Trasplantar el cactus es algo se hará varias veces durante el ciclo de vida de esta planta. El proceso es sencillo, pero hay que saber cuándo debe hacerse y de qué forma, para evitar dañarlo u obstaculizar su correcto crecimiento.

Cuándo trasplantar un cactus

Los cactus, cuando se plantan en maceta, necesitan ser trasplantados cada tres años aproximadamente, debido a que a medida que crecen requieren de un espacio más amplio.

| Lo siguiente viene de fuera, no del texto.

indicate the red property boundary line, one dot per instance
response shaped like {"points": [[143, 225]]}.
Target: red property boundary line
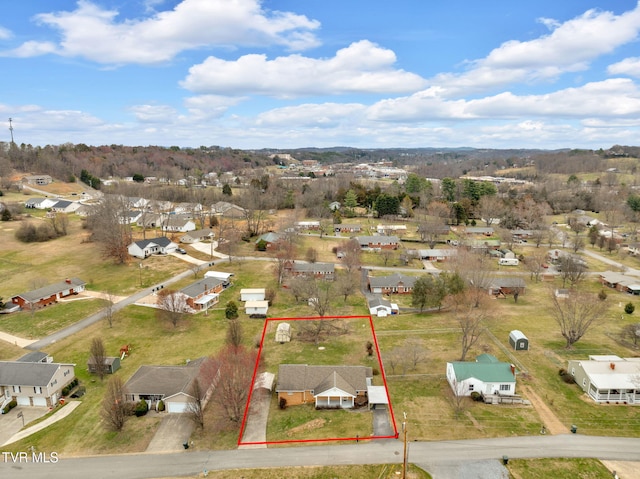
{"points": [[255, 373]]}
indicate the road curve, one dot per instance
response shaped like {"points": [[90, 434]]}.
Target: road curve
{"points": [[144, 466]]}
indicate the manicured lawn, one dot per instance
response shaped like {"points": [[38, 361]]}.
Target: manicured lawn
{"points": [[558, 468]]}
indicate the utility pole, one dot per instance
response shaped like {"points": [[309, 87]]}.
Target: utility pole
{"points": [[404, 454], [11, 129]]}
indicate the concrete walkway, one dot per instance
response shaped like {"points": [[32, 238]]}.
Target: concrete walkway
{"points": [[60, 414], [20, 342]]}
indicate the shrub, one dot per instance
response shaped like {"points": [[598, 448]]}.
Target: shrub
{"points": [[141, 408], [9, 406], [476, 396]]}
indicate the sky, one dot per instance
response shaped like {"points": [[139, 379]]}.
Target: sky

Estas son algunas de las señales que indican que un cactus plantado en maceta necesita ser trasplantado:

  • El cactus prácticamente toca los bordes de la maceta.
  • Se pueden ver sus raíces a través de los agujeros de drenaje inferiores.

Cuando se compra un cactus en un vivero u otra tienda especializada también es conveniente trasplantarlo tras adquirirlo, ya que lo más probable es que su suelo no sea el ideal para que crezca adecuadamente. Por lo tanto, es recomendable trasplantarlo a otra maceta con un sustrato más indicado.

Pasos para trasplantar un cactus

Trasplantar un cactus es muy sencillo, pero debido a las espinas que tiene esta planta, será necesario utilizar guantes de jardinería para protegernos las manos de éstas y unas pinzas de metal para coger el cactus de una forma más cómoda y segura.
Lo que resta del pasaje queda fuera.